Иоланта накрыла напрягшуюся ладонь Нила своей.
— А что, может, и в самом деле?..
— Вот ты и иди, если хочешь! — дивясь на самого себя, взорвался Нил. — Ты что, совсем дура тупая?! Не въезжаешь, зачем он нас так упорно зазывает?
Думаешь, он нам хочет приятное сделать? Он себе хочет приятное сделать!

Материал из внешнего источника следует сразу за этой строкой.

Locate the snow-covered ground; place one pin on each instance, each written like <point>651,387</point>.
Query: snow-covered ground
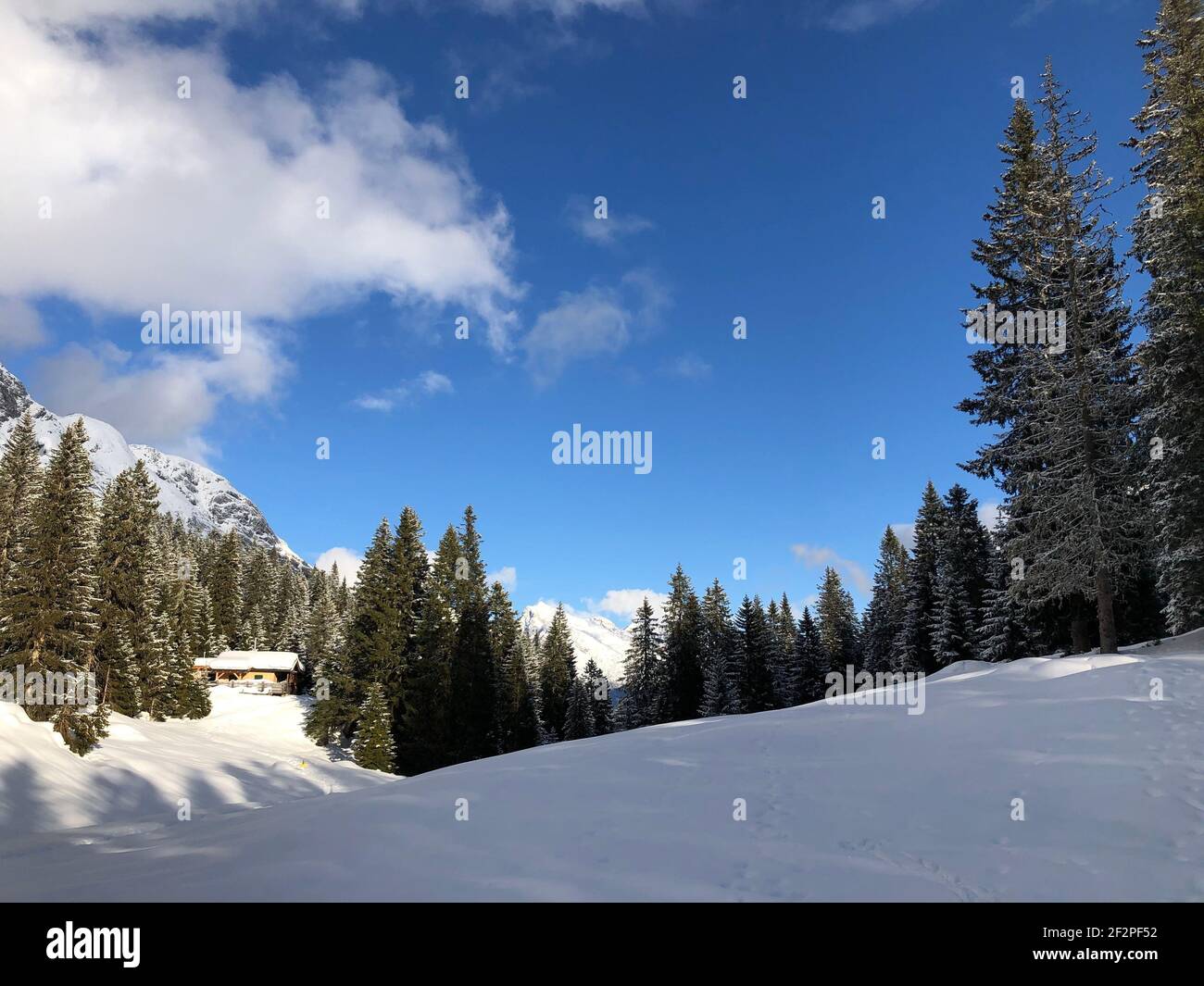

Выпендриться он хочет, вот чего! Показать, какой он крутой — вы, дескать, все меня за говнюка и придурка держали, а я таких офигительных женщин имею, что вам, самцам дипломированным, остается только слюнки пускать да с тоски мокрощелками дешевыми пробавляться…
Нил осекся, почувствовав, что погнал совсем не в ту степь, но было поздно:
Иоланта вскочила, красная от злости, и, смачно плюнув ему в лицо, побежала к выходу, оттолкнув не вовремя подвернувшуюся официантку. Звонко грохнул об пол поднос, по счастью пустой, официантка завизжала. Нил утер плевок рукавом и бросился вслед за Иолантой. За ним мчался Ларин, крича на ходу:
— Постой, Нил, погоди, ты все не так понял!!! Будучи человеком малоспортивным и к тому же подточившим организм длительным беспробудным пьянством, Ванечка отстал сразу, не успев еще выскочить из шашлычной. Постоял немного в вестибюле, отдышался и вернулся в зал допивать и доедать заказанное на троих. Нил же, в свою очередь, довольно скоро потерял из виду профессиональна быстроногую Иоланту. Он резко остановился посреди многолюдного тротуара и медленно, шаркающей стариковской походкой побрел к метро, беззвучно браня себя последними словами. За что, спрашивается, обидел хорошую девчонку? А Ларина за что?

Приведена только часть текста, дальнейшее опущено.